Hogarth's Rake's Progress - the debtor's prison
One of the problems with the current political scene is our comparative prosperity and the political depths to which we’ve sunk. The first doesn't help us tackle the second. Leaving aside the current economic problems, serious as they are, most people live comfortable lives when compared to life a few generations ago. By that, I mean lives to which it is relatively easy to adapt. Modern life, whatever its faults, is on the whole easily adapted to. It’s why we have immigration.

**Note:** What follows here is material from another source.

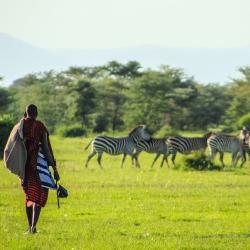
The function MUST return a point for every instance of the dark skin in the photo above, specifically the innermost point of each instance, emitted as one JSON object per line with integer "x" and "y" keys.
{"x": 56, "y": 174}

Here in the UK our democracy has largely disappeared and we are governed by a dishonest bunch of third-rate charlatans, but people don’t have to care, at least not full-time. Life goes on and it’s comfortable. These longer-term issues don’t have a drastic impact on daily life – at least not yet. The analyses and warnings don’t seem to have much visible impact, because words rarely do.

In general it is events and not words that lead to major social change and however bad things are, however obvious it is that they are bad, we must wait on events to cause change. As Harold Macmillan famously said of the real challenges he faced. Events my dear boy, events.

What those events might be is impossible to predict, but recent economic problems are a warning. Complexity may be a global problem. We may have made our lives, our economies, our legal and regulatory systems too complex. It is a characteristic of complex dynamic systems that they are not predictable. Unforeseen events occur - events we could not possibly have foretold except perhaps in the broadest outline.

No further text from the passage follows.